The role of the HAND genes in Pierre Robin Sequence

Introduction: The Pierre Robin Sequence (PRS) is a potentially life-threatening human developmental anomaly characterized by congenital micrognathia, cleft of the secondary palate, and glossoptosis, leading to obstructive apnea. The mechanisms underlying its pathogenesis are yet unknown, but believed to involve multiple genetic determinants which are responsible for the range of observed malformations. Interestingly, mice with neural crest-specific deletion of Hand1 and various combinations of mutant alleles of Hand2 phenocopy those defects seen in PRS. Objective: To determine if defects in HAND1, HAND2, or cis-acting regulatory elements of HAND2 play a role in the pathogenesis of PRS. Methods: Buccal swabs from eight patients previously classified with PRS were obtained and processed using standard techniques. The samples were then subject to whole genome amplification in order to obtain sufficient DNA for analysis. Mutational analysis of the coding regions of the HAND genes, as well as a conserved enhancer element for HAND2, was performed with PCR amplification and sequencing.
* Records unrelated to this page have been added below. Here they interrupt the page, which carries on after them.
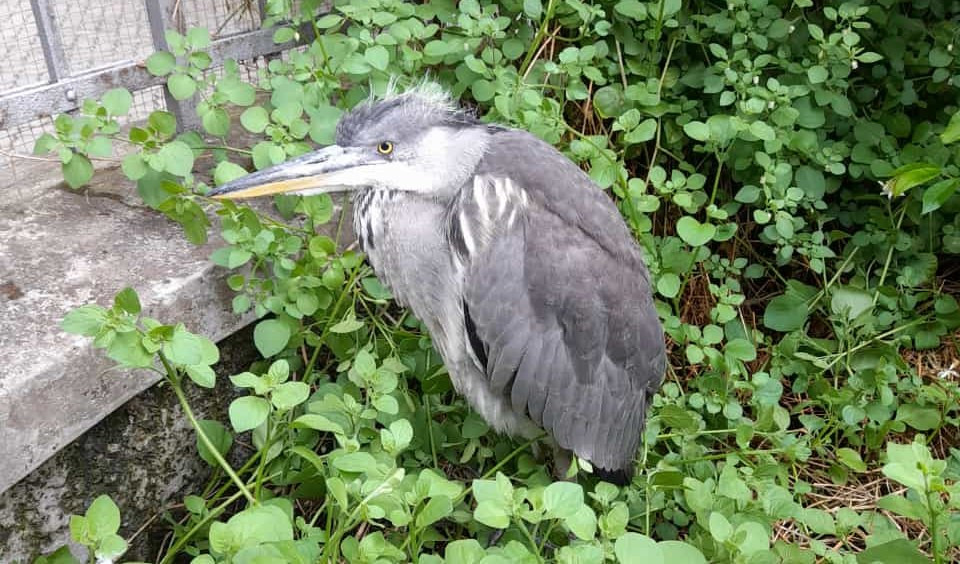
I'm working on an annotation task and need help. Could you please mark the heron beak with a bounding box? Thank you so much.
[208,145,380,200]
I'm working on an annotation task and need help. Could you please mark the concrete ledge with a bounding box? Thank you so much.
[0,165,251,492]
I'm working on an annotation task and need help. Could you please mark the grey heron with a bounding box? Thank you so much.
[211,83,666,484]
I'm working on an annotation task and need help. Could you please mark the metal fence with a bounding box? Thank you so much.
[0,0,304,177]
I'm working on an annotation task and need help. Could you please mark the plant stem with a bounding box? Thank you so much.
[160,492,243,564]
[157,352,259,505]
[517,517,543,562]
[873,204,907,305]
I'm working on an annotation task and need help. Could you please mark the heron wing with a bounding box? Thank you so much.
[453,132,664,470]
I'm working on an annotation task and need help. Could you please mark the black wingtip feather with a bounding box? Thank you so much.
[463,300,487,370]
[593,466,633,486]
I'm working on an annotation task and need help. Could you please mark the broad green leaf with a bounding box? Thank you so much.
[157,141,193,176]
[613,0,647,21]
[887,163,941,197]
[830,286,873,320]
[807,65,830,84]
[723,339,757,362]
[443,539,486,564]
[657,541,707,564]
[227,504,293,544]
[84,495,120,540]
[657,272,681,298]
[896,403,941,431]
[940,111,960,145]
[423,39,450,57]
[293,413,344,435]
[563,504,597,541]
[270,382,310,411]
[332,451,377,474]
[523,0,543,20]
[470,79,497,102]
[107,331,153,368]
[186,26,210,49]
[213,161,247,186]
[473,501,510,529]
[94,534,127,562]
[677,215,717,247]
[416,495,453,529]
[857,538,930,564]
[163,325,220,366]
[363,45,390,71]
[228,396,270,433]
[683,121,710,141]
[613,533,665,564]
[33,548,82,564]
[330,319,363,333]
[148,110,177,137]
[922,178,960,214]
[710,511,733,542]
[623,118,657,143]
[184,364,217,388]
[253,319,290,358]
[543,482,583,519]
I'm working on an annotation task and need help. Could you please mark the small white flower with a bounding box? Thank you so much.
[937,368,960,380]
[879,179,893,200]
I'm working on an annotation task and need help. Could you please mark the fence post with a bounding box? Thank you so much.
[30,0,70,84]
[144,0,201,132]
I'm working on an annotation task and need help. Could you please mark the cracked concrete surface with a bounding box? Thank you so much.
[0,163,249,492]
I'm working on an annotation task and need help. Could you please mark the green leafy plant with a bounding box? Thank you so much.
[26,0,960,563]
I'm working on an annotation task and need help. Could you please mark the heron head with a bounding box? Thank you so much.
[210,83,489,199]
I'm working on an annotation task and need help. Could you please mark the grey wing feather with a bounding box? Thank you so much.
[464,132,665,469]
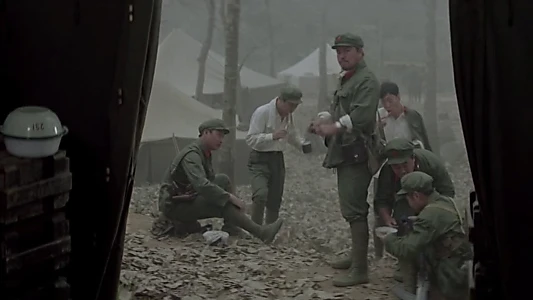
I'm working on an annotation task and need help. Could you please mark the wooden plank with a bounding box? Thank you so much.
[0,193,70,225]
[0,212,69,258]
[0,236,71,275]
[0,173,72,210]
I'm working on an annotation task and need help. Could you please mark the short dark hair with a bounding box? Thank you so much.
[379,81,400,99]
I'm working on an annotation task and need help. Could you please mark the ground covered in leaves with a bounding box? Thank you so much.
[121,99,472,300]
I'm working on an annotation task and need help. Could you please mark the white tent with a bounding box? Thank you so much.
[278,44,341,78]
[155,29,281,96]
[135,79,249,184]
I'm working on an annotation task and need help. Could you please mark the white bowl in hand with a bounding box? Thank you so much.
[0,106,68,158]
[375,226,398,239]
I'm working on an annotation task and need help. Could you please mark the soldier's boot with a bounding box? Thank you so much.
[333,220,369,287]
[224,206,283,244]
[252,201,265,225]
[372,230,384,260]
[399,260,418,294]
[265,208,279,224]
[221,222,244,237]
[329,249,353,270]
[392,263,403,282]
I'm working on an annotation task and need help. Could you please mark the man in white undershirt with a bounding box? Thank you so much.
[246,86,303,225]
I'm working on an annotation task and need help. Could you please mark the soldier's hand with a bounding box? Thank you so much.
[230,195,246,212]
[383,218,398,227]
[272,128,287,140]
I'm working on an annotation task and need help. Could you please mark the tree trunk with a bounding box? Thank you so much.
[221,0,240,185]
[265,0,276,78]
[424,0,440,156]
[195,0,215,101]
[317,9,330,111]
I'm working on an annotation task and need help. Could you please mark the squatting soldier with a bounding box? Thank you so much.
[374,81,431,258]
[159,119,282,243]
[378,171,473,300]
[374,138,455,292]
[246,86,302,225]
[313,33,379,286]
[379,82,431,151]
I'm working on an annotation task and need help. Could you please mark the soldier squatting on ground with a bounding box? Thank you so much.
[381,171,473,300]
[154,33,472,299]
[159,119,283,243]
[374,138,455,292]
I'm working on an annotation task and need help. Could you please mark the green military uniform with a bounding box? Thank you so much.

Results: In one of the patients, a missense mutation was found in the first exon of HAND2. This results in the substitution of a proline residue by arginine. Sequence alignment of multiple HAND2 sequences revealed the proline residue to be highly conserved at this position. This nucleotide substitution was not detected in 100 control chromosomes. Conclusion: This putative disease-associated sequence variation in HAND2 in a patient with PRS is suggestive of an essential role for the HAND genes during normal craniofacial development. Furthermore, additional analysis of those individuals in whom mutations were not found is warranted to better define other genetic determinants for this clinically challenging craniofacial disoder.

This research was supported by NIH-U24 (DE16472) and Baylor Oral Heath Foundation.